Конечно, всякий в Мартенбурге готов не только «сообщить», но и собственноручно доставить хозяину загулявшего кота, и не столько награды ради. Хотя человек, заказавший у шорника специальный мягкий ошейник для твари бессловесной, а у золотых дел мастера бляху, на которой искусно выгравировано: «Каспар, кот архивариуса Иеронима Хабитуса», за наградой не постоит. Да вот не попадался пока никому крупный тощий кот в ошейнике с бляхой, хотя, несомненно, существует. Иначе для кого господин архивариус трижды в неделю, брезгливо морщась, покупает у мясника рубленую печень? Самому ему мясник без надобности: все знают, что из трактира в судках ему в обед приносят овощное рагу и рыбу, а сам он из провизии покупает хлеб, сыр и молоко. Пиво? Нет, господин архивариус не пьет пива. Вода, изредка местное белое винцо, разбавленное так, что и винного духа не осталось, да прописанный доктором печеночный травник. Лицо у господина архивариуса и правда желтое, как выдержанный саксонский сыр, но приятное лицо — тонкое, моложавое и всегда так тщательно выбрито, словно никогда не росли ни усы, ни борода на этой гладкой восковой коже. Немужественное, надо признаться, лицо, но и не женское.

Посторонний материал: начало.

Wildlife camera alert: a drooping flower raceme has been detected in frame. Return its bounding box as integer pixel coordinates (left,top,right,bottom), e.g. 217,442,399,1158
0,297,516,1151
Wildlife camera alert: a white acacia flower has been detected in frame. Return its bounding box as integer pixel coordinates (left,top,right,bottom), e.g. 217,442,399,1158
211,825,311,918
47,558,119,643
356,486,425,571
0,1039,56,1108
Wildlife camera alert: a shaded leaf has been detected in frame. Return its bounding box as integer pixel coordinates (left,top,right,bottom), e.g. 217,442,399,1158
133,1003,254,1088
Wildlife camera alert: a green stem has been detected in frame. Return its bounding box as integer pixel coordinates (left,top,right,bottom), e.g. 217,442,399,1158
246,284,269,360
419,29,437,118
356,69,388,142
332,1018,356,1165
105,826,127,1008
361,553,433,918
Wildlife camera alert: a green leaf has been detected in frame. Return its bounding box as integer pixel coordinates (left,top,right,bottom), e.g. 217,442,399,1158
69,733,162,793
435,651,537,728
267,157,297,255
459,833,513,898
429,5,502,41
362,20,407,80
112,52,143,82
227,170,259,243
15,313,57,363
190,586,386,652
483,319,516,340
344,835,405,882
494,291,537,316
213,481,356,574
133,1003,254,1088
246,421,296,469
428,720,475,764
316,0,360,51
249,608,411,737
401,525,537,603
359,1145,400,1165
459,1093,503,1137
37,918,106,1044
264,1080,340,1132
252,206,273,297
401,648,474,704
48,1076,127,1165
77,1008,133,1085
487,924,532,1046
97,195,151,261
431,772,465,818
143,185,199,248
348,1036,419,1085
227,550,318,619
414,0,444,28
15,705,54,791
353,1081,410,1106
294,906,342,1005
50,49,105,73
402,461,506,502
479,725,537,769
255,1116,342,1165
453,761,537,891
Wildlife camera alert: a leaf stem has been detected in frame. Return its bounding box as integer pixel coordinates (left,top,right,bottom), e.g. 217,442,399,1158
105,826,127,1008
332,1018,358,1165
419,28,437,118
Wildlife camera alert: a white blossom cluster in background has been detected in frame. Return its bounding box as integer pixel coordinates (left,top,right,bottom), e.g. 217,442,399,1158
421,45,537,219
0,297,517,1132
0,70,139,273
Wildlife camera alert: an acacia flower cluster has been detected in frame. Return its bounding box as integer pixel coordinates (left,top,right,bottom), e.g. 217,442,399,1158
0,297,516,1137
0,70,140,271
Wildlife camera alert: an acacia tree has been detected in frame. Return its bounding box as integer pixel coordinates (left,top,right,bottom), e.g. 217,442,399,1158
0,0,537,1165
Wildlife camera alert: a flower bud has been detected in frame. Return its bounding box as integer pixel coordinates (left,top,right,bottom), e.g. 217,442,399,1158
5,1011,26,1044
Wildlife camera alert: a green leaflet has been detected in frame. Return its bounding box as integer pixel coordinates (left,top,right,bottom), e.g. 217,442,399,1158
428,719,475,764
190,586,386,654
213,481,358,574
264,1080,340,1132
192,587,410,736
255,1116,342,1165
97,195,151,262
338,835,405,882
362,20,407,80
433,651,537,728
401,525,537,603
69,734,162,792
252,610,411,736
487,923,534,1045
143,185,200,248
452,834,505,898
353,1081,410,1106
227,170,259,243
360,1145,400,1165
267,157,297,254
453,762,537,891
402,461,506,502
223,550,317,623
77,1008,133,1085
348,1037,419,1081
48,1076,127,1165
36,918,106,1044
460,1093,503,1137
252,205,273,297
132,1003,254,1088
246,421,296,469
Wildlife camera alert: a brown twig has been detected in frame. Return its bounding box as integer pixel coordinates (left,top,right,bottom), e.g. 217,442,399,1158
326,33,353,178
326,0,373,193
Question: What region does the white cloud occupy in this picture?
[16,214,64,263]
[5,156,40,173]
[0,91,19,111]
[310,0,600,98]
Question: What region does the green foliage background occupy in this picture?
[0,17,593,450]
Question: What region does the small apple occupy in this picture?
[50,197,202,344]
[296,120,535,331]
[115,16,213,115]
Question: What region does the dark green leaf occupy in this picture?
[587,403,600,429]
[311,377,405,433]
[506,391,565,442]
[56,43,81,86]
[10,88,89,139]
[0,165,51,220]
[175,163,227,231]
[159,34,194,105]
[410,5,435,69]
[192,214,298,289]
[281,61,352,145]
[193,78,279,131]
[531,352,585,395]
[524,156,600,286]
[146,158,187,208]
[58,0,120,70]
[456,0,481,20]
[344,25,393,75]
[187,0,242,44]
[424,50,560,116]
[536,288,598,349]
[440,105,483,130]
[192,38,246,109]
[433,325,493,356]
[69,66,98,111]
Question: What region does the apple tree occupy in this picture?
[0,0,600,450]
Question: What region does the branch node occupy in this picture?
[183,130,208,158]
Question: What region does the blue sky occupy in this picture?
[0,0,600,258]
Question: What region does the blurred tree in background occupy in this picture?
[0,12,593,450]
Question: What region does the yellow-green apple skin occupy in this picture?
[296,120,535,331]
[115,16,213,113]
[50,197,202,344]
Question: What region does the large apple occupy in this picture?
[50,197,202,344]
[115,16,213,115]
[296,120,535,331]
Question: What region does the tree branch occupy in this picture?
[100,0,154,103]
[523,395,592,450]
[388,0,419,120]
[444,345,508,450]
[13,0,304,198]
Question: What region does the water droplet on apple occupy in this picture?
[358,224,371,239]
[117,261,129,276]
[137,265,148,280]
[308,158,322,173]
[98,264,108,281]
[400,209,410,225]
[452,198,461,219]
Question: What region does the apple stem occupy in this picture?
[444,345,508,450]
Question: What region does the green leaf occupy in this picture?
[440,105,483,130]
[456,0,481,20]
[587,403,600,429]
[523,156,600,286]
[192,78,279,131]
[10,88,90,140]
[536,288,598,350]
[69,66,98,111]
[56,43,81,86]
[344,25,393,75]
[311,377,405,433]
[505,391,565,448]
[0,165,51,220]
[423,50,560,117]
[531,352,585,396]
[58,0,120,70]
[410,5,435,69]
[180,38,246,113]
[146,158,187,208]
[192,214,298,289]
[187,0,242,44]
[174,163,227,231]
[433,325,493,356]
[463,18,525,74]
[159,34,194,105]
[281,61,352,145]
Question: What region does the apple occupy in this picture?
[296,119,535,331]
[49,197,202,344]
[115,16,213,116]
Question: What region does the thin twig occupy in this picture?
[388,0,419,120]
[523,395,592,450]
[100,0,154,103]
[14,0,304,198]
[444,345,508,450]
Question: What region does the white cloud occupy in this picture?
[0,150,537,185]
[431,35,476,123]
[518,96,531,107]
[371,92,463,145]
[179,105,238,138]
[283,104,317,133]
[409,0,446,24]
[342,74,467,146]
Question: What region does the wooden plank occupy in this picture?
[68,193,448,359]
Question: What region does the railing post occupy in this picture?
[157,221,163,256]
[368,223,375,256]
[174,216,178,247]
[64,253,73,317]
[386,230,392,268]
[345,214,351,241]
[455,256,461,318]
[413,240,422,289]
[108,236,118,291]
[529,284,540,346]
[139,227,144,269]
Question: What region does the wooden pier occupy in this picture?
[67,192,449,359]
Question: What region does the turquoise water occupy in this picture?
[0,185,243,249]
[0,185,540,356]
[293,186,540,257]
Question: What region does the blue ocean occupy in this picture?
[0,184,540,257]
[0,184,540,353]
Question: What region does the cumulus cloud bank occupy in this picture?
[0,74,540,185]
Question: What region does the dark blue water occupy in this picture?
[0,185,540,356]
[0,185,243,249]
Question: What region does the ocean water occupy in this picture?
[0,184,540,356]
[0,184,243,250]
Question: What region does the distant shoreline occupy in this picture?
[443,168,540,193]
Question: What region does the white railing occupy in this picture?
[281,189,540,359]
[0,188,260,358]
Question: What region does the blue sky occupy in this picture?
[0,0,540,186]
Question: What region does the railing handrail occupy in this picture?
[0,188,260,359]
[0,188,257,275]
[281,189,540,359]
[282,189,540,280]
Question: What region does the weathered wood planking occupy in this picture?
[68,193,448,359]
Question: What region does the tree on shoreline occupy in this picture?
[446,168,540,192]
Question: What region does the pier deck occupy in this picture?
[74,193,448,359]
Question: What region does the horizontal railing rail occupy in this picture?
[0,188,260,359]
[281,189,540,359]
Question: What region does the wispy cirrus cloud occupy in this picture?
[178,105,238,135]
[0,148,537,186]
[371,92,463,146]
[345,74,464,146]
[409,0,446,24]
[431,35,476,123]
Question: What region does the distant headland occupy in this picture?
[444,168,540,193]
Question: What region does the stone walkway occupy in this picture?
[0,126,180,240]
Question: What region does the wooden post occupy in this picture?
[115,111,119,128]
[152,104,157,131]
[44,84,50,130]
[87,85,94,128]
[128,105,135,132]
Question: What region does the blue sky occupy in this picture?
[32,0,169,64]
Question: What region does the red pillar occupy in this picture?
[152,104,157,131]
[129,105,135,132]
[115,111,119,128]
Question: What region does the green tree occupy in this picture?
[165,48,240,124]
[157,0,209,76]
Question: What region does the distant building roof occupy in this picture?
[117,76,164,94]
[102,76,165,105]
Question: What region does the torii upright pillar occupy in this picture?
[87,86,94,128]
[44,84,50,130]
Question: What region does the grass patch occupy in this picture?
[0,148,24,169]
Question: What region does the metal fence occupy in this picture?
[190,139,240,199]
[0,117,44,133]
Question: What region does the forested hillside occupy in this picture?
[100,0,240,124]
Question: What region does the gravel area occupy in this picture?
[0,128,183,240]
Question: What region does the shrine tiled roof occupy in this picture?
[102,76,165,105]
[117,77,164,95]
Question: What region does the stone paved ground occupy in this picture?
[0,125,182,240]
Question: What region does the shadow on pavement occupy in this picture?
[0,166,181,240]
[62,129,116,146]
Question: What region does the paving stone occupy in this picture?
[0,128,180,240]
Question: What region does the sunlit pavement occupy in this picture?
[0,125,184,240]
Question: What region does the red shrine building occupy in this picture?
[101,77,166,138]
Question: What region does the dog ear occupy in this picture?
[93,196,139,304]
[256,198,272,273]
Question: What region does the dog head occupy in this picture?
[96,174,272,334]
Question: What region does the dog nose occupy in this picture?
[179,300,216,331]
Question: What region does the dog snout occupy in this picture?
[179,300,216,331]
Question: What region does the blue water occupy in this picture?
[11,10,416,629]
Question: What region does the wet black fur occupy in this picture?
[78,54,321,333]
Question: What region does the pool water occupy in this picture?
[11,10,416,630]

Всякий раз после встречи с господином Иеронимом отец Питер пытается вспомнить, где еще он видел такой же взгляд — пристальный, но словно безразличный, темный из-под тяжелых век, — и рот, сложенный так же строго и неулыбчиво. Задумается на мгновение, но отмахнется от несуразных мыслей: у отца Питера много дел и мало времени. Впрочем, это не единственное, что пропадает из памяти доброго священника. Он никогда не помнит, какие грехи отпускал господину Хабитусу. Но и тому есть объяснение: вероятно, грехи архивариуса столь ничтожны, что не задерживаются в памяти, да и что за грехи могут быть у этого анахорета и книжника — безжалостное утопление в сортире мыши, погрызшей кожаный переплет, вожделение к редкой книге, чревоугодие — в постный день вкушать капустный суп из соседнего трактира?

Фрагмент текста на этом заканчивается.